While the laws dictate that only certified seeds should be sold, he added, certification is a long and expensive process and that, kicks out small holder farmers.

TLVs, he noted are localized among communities and the seed sector has not found them profitable thus there has not been commercialization on the same.

Wanjama called for policies that allow farmers to sell indigenous seeds, saying this would be a liberalization of not only the seeds, but also food industry.

While working on diet improvement in Vihiga a few years ago, experts realized that while farmers were keen on growing and consuming TLVs, access to seeds was a major setback.

What was available in local market had challenges either due to low yield or low germination rate.

“We trained farmers on how to produce own seeds and save the same. We also supported in establishment of the Vihiga Community Seed bank and Nutrition Center,” said Dr. Celine Termote, Team Leader, Food Environment and Consumer Behavior at The Alliance.

Kenya, she added, should learn from other countries like Uganda where farmers’ seeds are legally acceptable under the Quality Declared Seeds (QDS) umbrella.

This way, she added, farmers are allowed to register and sell seeds which are not necessarily 100 percent stable or uniform as QDS.

Although the informal sector accounts for 80 percent of Kenya’s seed system, she noted, it is largely criminalized. “We would like to come up with a complimentary system, that harmonizes the seed sector in favor of farmers while still allowing traders in the sector to do their work,” said Dr.
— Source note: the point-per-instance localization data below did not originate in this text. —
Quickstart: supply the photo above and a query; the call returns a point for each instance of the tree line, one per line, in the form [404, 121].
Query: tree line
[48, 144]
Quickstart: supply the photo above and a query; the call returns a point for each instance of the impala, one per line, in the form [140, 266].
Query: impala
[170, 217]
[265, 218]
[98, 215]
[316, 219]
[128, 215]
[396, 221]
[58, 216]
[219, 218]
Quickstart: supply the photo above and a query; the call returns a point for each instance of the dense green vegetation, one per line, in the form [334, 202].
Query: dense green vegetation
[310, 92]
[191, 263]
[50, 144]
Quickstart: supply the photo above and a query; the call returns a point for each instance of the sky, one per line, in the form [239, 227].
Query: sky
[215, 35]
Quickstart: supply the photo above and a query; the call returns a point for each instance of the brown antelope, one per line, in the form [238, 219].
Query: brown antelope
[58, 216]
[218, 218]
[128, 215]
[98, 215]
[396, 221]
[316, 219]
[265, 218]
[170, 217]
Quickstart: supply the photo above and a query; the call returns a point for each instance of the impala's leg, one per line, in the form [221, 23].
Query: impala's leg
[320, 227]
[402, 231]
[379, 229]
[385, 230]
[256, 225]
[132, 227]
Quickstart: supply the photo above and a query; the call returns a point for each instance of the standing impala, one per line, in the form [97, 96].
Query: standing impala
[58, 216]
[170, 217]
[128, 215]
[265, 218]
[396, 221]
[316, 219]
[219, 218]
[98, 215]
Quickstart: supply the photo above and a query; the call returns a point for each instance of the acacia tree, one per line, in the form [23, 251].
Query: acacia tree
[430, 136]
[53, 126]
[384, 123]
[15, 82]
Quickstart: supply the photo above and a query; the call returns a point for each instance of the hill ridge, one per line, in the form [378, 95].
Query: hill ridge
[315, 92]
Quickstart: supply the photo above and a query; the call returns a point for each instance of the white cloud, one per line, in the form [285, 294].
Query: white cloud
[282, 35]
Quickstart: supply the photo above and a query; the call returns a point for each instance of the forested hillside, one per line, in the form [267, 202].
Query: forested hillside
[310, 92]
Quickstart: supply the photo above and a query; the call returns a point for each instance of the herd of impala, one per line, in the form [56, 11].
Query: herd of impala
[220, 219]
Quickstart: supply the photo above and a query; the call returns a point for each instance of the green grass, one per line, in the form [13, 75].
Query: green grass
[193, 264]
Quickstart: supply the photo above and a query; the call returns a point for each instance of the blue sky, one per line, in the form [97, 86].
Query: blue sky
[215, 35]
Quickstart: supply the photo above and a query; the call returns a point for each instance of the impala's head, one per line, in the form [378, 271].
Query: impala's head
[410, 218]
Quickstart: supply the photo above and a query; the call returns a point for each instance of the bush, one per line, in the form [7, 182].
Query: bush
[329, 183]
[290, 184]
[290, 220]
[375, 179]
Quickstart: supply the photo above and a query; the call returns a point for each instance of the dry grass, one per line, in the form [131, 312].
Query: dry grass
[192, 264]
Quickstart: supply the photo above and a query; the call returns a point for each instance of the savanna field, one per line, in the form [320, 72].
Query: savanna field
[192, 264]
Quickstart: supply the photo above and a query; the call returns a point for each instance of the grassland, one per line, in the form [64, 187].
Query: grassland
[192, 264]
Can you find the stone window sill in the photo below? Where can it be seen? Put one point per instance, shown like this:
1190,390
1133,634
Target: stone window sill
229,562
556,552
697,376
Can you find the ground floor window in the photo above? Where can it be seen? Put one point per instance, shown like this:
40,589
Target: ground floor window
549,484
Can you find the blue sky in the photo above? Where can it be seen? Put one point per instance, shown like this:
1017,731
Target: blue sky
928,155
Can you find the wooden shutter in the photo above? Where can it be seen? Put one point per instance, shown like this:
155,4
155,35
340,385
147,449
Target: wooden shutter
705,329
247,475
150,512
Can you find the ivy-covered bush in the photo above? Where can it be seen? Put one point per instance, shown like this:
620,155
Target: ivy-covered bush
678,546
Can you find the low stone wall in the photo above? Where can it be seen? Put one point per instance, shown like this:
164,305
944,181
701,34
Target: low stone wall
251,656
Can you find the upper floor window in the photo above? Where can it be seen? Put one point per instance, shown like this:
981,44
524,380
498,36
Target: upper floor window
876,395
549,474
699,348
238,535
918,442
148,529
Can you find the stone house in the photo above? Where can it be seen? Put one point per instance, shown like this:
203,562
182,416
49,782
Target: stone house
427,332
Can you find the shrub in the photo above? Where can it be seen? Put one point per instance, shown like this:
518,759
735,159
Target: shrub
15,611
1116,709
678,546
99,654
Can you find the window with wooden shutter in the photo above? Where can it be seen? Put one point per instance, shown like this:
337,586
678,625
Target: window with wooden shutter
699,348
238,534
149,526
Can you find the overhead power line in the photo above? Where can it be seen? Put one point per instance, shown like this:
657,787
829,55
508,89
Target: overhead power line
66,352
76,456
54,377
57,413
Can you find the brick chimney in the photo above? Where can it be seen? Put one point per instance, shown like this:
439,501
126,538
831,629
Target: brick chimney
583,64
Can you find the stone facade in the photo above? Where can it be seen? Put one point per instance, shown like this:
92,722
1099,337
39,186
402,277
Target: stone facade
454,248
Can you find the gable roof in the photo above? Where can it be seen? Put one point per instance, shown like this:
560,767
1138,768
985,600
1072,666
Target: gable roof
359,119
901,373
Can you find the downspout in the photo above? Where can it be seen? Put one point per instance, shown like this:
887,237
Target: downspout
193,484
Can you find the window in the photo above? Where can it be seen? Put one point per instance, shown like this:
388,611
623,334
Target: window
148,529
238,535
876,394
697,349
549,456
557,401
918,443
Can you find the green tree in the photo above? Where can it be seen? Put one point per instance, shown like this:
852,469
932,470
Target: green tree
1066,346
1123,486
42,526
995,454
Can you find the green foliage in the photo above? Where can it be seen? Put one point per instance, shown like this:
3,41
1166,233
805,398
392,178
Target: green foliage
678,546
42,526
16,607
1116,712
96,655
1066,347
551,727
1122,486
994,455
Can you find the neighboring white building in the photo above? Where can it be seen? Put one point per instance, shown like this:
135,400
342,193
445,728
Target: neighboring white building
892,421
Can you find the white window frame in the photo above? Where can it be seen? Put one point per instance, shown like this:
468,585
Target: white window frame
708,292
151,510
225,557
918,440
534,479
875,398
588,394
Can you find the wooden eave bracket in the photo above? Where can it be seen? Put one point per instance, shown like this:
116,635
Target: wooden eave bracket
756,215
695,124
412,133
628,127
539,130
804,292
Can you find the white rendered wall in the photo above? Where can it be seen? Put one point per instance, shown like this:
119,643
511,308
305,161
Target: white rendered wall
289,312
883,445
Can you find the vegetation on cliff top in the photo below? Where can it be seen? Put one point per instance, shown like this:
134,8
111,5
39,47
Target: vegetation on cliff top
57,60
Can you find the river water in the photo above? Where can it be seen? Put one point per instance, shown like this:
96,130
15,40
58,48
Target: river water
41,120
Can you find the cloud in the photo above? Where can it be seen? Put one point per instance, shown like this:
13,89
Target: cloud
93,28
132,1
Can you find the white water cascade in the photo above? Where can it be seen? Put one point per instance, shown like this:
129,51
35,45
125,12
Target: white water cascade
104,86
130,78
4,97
Celine, adding, “It is much better to work towards bringing quality into the farmer-managed seed sector than do nothing,”

As a way of promoting agro ecology including indigenous seeds, Vihiga County government is in the process of formulating an agro ecology policy.

This will be the second county in the country with such a policy from Murang’a, where the policy was launched earlier in the year.

“In Vihiga, the policy is at the stage of being subjected to public participation,” said the County Director of Agriculture, Reuben Chumba.

The document, he added, prominently emphasizes on organic farming, crop insurance, seeds saving, contract farming, regenerative agriculture among other aspects.

He called on farmers and other stakeholders to aggressively promote conservation of neglected crops, some of which are at the blink of getting lost.

At the end of the workshop, participants came up with among other recommendations, a revision of the seed laws to allow for the registration and commercialization of farmer varieties especially TLVs. They also called for recognition of the that role farmers play in conservation and management of these TLVs.